Unconfirmed. Pricing will be announced at GA. Google's Pro tier has historically used context-length-dependent tiered pricing — Gemini 3.1 Pro runs $2/$12 per 1M, rising to $4/$18 above 200K tokens. Expect a similar tiered structure, likely with a premium for the larger context window and Deep Think. Any specific dollar figure circulating now is speculation.
Unknown — it hasn't been benchmarked publicly. What's verified: as of late May 2026, Claude Opus 4.8 leads aggregate intelligence (Artificial Analysis Index 61.4) and SWE-bench Pro (69.2%), while GPT-5.5 leads ARC-AGI-2 (85.0%). Gemini 3.5 Flash already beats the prior Gemini Pro tier on agentic coding (Terminal-Bench 2.1 76.2%, MCP Atlas 83.6%). Where 3.5 Pro lands against Opus and GPT-5.5 is precisely the open question at GA.

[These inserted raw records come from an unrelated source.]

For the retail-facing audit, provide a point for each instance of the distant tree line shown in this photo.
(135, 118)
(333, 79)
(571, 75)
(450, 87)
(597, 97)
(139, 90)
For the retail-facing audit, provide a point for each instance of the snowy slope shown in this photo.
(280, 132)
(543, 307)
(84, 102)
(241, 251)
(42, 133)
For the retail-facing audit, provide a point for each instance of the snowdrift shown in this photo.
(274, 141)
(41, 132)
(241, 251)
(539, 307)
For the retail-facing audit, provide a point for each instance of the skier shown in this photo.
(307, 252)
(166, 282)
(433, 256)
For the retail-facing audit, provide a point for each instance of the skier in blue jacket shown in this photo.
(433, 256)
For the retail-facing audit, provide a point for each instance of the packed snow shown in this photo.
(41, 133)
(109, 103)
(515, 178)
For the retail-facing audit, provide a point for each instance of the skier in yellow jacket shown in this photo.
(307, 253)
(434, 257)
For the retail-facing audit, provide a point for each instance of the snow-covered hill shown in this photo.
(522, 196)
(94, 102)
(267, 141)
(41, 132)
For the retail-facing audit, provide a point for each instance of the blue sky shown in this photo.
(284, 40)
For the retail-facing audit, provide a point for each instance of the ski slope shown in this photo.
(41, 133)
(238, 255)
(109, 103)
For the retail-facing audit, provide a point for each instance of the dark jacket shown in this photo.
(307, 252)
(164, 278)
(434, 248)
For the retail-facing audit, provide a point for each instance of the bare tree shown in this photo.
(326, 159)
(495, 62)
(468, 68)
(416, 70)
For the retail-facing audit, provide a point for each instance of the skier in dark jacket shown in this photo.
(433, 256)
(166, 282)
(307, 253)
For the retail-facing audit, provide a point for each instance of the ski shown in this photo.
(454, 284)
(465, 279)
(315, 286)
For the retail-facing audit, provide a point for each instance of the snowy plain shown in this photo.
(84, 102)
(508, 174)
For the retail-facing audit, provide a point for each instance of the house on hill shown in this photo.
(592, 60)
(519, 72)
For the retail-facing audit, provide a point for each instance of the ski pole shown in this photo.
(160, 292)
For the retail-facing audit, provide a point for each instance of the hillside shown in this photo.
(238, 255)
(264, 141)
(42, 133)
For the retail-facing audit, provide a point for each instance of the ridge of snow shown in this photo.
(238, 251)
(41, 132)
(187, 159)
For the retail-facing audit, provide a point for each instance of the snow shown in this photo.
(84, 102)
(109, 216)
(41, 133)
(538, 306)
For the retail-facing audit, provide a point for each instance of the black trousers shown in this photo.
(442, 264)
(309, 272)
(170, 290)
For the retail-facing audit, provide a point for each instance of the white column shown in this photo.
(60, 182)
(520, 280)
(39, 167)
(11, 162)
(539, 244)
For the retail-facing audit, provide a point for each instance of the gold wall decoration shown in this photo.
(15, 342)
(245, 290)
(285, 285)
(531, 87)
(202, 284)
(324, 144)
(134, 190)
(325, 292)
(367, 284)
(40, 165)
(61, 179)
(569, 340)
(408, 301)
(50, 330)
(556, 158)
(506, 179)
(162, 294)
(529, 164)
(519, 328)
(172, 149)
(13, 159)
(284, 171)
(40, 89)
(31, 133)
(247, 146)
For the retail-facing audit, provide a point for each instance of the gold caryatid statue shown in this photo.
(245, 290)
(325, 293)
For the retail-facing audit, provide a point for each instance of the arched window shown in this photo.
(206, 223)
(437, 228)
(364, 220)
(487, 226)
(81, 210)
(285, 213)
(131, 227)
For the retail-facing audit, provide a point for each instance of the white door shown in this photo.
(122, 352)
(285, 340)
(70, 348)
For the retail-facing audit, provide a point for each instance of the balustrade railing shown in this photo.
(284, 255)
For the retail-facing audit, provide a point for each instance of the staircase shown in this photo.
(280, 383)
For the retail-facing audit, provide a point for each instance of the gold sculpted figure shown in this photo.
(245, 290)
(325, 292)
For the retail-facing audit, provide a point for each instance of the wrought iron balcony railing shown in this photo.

If you need to ship now, use Flash — it's GA, priced, and documented, and it already leads the previous Pro tier on agentic coding at $1.50/$9 per 1M. Wait for Pro only if your workload hits Flash's ceiling on hard reasoning, needs the 2M context window, or involves heavy video/audio multimodal reasoning. For most agentic-coding workloads, Flash is the pragmatic pick today.
ARC-AGI-2 and SWE-bench Pro — the two areas where Gemini has historically trailed Opus and GPT-5.5. Also watch whether Deep Think reasoning numbers are reported separately, and whether independent trackers (Artificial Analysis, llm-stats, LMArena) reproduce Google's claimed figures before you trust them in production.
Analysis by Frank — former Oracle AI architect who helped build Oracle's AI Center of Excellence, now building agentic systems independently and making music with AI. Written June 5, 2026, while Gemini 3.5 Pro is still in preview. Verified figures are sourced to Google's GA releases, model cards, and independent trackers; everything about 3.5 Pro itself is marked as preview-stage and will be updated when the GA model card lands.